MLK Boston

“The time is always right to do right.”

-Martin Luther King Jr.

Between 1980 and 2000, Boston native Paul English would have watched Liz Walker delivering the news on WBZ-TV; now the two of them are making news together as co-chairs of MLK Boston, a nonprofit housed at the Boston Foundation. MLK Boston is dedicated to creating a major Boston memorial to Dr. Martin Luther King Jr. and Coretta Scott King to honor and perpetuate their work and ideals in the city where they met. 

“I was educated here and it is one of the cities which I call home,” said Martin Luther King, Jr. at a rally on Boston Common in 1965, calling on Boston to be “a testing ground for the ideal of freedom.”

English, founder of travel companies Kayak and Lola as well as other ventures, and Reverend Walker, now senior pastor of Roxbury Presbyterian Church, were introduced by Boston Mayor Martin Walsh.
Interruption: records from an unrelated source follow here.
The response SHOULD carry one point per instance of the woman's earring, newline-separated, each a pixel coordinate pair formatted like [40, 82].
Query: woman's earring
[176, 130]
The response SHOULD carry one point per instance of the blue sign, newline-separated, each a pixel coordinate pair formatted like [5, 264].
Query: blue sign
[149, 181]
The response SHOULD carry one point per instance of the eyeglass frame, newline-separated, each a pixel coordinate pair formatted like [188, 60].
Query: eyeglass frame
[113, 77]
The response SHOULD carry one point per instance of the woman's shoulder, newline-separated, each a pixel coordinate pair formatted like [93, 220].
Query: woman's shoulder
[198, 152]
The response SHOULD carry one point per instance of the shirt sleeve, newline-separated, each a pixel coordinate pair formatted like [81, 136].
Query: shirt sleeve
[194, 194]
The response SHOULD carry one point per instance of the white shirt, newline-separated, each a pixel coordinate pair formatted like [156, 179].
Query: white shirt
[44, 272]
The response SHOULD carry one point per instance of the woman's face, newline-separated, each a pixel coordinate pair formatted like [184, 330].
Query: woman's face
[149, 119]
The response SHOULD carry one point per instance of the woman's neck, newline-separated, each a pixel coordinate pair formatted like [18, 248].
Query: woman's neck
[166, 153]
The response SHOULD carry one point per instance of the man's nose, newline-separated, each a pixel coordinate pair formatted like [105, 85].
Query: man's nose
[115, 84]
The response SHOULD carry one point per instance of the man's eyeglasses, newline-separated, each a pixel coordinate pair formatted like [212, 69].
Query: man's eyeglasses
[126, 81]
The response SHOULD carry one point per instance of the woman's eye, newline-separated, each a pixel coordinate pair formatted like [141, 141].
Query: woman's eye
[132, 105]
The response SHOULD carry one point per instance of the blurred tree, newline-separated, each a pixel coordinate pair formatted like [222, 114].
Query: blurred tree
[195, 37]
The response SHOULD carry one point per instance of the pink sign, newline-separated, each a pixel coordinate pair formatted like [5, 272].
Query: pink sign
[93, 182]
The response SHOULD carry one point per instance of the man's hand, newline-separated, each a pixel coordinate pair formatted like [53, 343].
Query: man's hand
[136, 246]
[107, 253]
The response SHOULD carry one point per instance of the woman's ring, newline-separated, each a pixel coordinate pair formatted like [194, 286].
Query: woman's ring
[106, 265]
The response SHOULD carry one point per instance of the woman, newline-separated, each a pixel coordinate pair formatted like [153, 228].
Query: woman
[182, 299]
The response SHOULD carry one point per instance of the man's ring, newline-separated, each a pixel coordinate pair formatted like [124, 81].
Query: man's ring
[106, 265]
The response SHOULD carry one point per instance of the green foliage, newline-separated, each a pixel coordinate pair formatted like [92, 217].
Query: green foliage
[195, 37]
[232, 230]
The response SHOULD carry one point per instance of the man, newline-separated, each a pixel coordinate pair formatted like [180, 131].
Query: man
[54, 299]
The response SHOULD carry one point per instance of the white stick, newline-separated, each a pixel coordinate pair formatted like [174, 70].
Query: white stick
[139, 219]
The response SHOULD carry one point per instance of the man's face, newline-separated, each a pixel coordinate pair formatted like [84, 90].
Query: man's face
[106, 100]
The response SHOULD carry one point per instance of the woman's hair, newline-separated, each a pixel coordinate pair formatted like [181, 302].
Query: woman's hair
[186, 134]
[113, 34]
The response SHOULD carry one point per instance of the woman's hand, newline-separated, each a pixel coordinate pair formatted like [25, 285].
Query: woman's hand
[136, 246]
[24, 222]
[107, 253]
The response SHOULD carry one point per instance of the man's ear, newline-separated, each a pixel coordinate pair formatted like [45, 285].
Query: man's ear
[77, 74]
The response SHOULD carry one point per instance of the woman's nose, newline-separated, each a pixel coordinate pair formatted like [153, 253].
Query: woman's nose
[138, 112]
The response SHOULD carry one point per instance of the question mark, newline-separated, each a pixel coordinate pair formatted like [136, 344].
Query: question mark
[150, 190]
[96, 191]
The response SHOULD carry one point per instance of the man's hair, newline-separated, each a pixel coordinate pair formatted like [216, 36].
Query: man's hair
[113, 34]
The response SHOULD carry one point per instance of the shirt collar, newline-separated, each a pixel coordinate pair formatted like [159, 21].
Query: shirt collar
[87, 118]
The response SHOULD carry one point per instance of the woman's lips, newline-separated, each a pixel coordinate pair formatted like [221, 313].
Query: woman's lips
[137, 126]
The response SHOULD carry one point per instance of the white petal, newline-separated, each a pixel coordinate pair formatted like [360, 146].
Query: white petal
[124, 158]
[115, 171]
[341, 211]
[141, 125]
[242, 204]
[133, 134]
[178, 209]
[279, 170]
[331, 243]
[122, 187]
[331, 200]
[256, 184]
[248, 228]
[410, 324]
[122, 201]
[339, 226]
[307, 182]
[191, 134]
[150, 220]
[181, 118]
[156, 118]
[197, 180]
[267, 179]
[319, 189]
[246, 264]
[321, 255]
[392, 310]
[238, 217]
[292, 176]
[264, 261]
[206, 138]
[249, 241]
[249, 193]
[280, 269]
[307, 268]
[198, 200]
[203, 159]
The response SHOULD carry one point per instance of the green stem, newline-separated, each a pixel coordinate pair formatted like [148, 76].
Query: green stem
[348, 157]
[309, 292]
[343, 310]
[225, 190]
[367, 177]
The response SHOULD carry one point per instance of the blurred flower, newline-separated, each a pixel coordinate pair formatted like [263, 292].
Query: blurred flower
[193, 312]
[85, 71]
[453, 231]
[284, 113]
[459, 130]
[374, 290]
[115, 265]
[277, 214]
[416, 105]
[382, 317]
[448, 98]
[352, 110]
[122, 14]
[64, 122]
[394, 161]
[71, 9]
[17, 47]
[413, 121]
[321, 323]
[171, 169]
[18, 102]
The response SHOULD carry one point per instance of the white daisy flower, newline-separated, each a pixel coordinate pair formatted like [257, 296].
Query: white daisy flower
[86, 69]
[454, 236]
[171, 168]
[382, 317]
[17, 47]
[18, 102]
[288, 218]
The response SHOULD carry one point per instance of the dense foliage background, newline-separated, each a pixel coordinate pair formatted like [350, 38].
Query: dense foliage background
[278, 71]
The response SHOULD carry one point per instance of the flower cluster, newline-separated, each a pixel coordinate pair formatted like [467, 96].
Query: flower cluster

All three understood how fitting a King memorial would be for Boston, and in fact, how essential.

Martin Luther King Jr. earned his Ph.D. from Boston University and while here he preached at Twelfth Baptist Church in Roxbury. At that time Coretta Scott was a student at the New England Conservatory, and attended Twelfth Baptist. King considered Boston a formative influence and eventually returned to lead marches and speak publicly on the Boston Common. 
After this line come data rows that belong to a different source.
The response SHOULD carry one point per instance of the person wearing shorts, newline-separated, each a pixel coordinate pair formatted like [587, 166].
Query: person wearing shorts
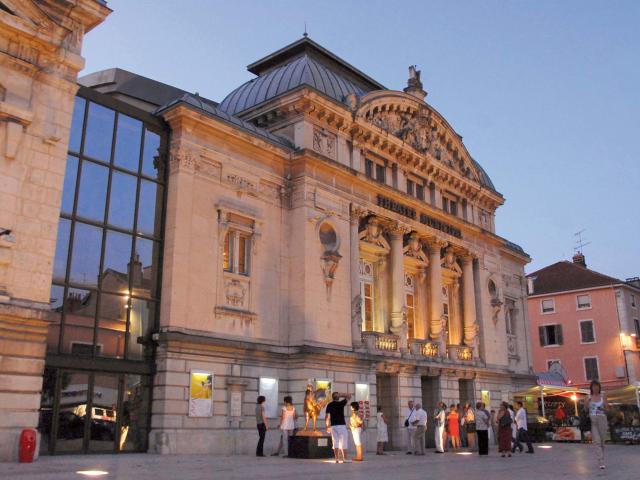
[337, 426]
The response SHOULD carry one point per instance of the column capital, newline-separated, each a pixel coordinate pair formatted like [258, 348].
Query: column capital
[356, 212]
[397, 229]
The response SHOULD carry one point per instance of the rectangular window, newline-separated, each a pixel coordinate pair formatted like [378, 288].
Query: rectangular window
[409, 303]
[368, 168]
[550, 335]
[591, 368]
[380, 173]
[587, 332]
[410, 187]
[551, 362]
[235, 257]
[584, 302]
[367, 306]
[548, 306]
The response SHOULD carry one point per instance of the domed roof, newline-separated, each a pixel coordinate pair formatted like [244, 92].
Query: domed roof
[301, 71]
[303, 62]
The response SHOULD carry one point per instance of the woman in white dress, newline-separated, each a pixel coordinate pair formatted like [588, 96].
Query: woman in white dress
[383, 433]
[288, 417]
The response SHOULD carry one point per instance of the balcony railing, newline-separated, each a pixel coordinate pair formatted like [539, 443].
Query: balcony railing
[382, 342]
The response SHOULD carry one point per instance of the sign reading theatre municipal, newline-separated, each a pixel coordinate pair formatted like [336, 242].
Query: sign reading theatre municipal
[425, 219]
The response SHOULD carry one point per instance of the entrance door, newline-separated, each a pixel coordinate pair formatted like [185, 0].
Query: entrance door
[430, 399]
[387, 398]
[93, 412]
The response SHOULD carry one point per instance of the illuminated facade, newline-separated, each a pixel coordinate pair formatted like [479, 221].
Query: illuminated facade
[313, 226]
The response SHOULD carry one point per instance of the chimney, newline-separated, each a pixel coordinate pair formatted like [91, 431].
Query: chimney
[579, 259]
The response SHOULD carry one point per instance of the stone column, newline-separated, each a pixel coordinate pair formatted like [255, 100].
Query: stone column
[397, 278]
[455, 320]
[470, 326]
[435, 288]
[356, 297]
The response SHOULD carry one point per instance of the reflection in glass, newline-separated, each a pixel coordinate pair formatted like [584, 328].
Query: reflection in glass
[145, 267]
[150, 155]
[140, 314]
[99, 132]
[74, 391]
[56, 298]
[62, 250]
[75, 135]
[85, 259]
[122, 201]
[150, 203]
[93, 191]
[112, 324]
[69, 188]
[117, 257]
[135, 414]
[103, 413]
[79, 318]
[128, 136]
[45, 422]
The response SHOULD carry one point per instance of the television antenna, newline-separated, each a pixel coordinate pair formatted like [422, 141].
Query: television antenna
[580, 243]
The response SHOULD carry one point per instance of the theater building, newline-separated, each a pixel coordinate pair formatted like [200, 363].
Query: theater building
[312, 227]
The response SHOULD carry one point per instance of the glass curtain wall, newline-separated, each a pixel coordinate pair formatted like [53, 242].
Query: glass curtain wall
[105, 286]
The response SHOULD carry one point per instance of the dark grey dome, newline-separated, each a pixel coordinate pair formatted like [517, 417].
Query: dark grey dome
[303, 70]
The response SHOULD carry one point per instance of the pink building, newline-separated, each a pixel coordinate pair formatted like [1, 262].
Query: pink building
[586, 321]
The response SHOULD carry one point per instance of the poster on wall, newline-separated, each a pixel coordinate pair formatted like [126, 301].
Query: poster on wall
[201, 394]
[322, 393]
[362, 397]
[269, 389]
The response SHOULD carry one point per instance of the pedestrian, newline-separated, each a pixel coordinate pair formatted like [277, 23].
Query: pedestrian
[494, 427]
[597, 406]
[355, 424]
[483, 424]
[462, 415]
[383, 432]
[470, 426]
[261, 424]
[454, 427]
[523, 432]
[408, 423]
[514, 430]
[504, 430]
[439, 417]
[288, 417]
[420, 423]
[336, 425]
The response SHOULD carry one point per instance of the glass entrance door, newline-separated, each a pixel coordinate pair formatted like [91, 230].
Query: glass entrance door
[93, 412]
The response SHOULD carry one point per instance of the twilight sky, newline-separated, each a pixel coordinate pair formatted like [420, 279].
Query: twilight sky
[545, 93]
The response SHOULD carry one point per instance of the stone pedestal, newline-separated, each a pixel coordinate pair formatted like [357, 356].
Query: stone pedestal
[308, 446]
Honoring the Kings with a world-class, permanent installation in Boston makes sense historically. It also makes sense for Boston’s future as it continues to wrestle with the issue of race, most recently reflected in the Boston Globe Spotlight series. “MLK Boston is holding a series of community conversations all over the city and connecting on the issues that Martin Luther King cared about,” says Rev. Walker, explaining that the effort is about far more than a physical memorial. “This is about getting people engaged.” English jump-started the MLK Boston Fund with a donation of $1 million and the goal of raising $5 million to commission and build the memorial, endow its maintenance and to seed-fund events and discussions related to the memorial.


The memorial’s artistic development is well underway. A call to artists in December left the seven-member selection committee with quite a challenge: more than 125 entries. “We are quite excited about the impressive pool of artists we have,” says MLK Boston Executive Director Robin Powell Mandjes, doubly connected as an arts management professional whose grandmother marched with King in the South. “It includes new voices and artists of note, both locally and nationally.” Five finalists will have the opportunity to further develop and present their ideas and, after extensive evaluation, including public input, the winning submission will be announced in November 2018.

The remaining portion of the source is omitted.